For these reasons, at least in the near term, we know that an effective HIV vaccine is going to be very different from any other vaccine we have today. Aside from the fact that the most common historical approaches to vaccine design (i.e., live attenuated or whole killed virus) are not used due to safety concerns, most licensed vaccines initiate an antibody-mediated immune response, priming cells to produce antibodies to effectively attack the target.
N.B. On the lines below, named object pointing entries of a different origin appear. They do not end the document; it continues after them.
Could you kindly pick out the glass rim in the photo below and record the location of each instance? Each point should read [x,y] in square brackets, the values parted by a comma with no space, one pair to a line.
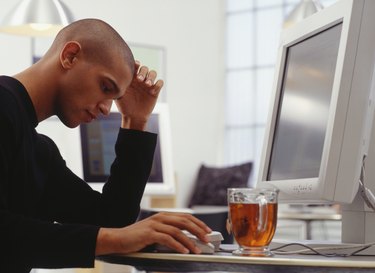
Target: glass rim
[254,189]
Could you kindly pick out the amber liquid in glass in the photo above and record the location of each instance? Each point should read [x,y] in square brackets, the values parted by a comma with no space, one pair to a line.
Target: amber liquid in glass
[246,228]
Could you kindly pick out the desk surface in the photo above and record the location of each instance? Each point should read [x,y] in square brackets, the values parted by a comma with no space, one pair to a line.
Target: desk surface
[171,262]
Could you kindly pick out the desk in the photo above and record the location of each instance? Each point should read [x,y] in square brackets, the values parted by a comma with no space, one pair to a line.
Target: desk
[171,262]
[308,217]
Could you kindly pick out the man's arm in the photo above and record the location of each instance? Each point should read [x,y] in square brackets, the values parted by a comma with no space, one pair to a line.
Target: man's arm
[139,99]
But HIV forces us to take a novel approach because we have not found a way to elicit a broadly neutralizing antibody against it. So until we do, we will focus on priming the body for another type of immune response, a cell-mediated response, which involves the activation of different kinds of immune cells.
We already know that cell-mediated responses are important in controlling viral load in HIV-infected individuals, and we have seen subtle cell-mediated responses in people who have been able to remain uninfected after HIV exposure. We believe that key segments of the virus must remain the same between different worldwide strains in order for it to reproduce efficiently, and that certain cell-mediated responses should be able to detect and attack these segments. As a result, a cell-mediated approach may be helpful in getting past the challenge of the diversity of HIV.
That said, most scientists believe that a fully effective vaccine will require both types of immune responses, antibody-mediated and cell-mediated. Gary J. Nabel, director of the Vaccine Research Center (VRC) at the NIH, calls the broadly neutralizing antibody-approach the "Holy Grail" for HIV vaccine research—and I agree that it would be highly desirable to achieve this in combination with a strong cell-mediated response. But for the time being, we're making do by pursuing the "slightly less holy" grail, a solely cell-mediated vaccine, because of our difficulties in inducing broadly neutralizing antibodies.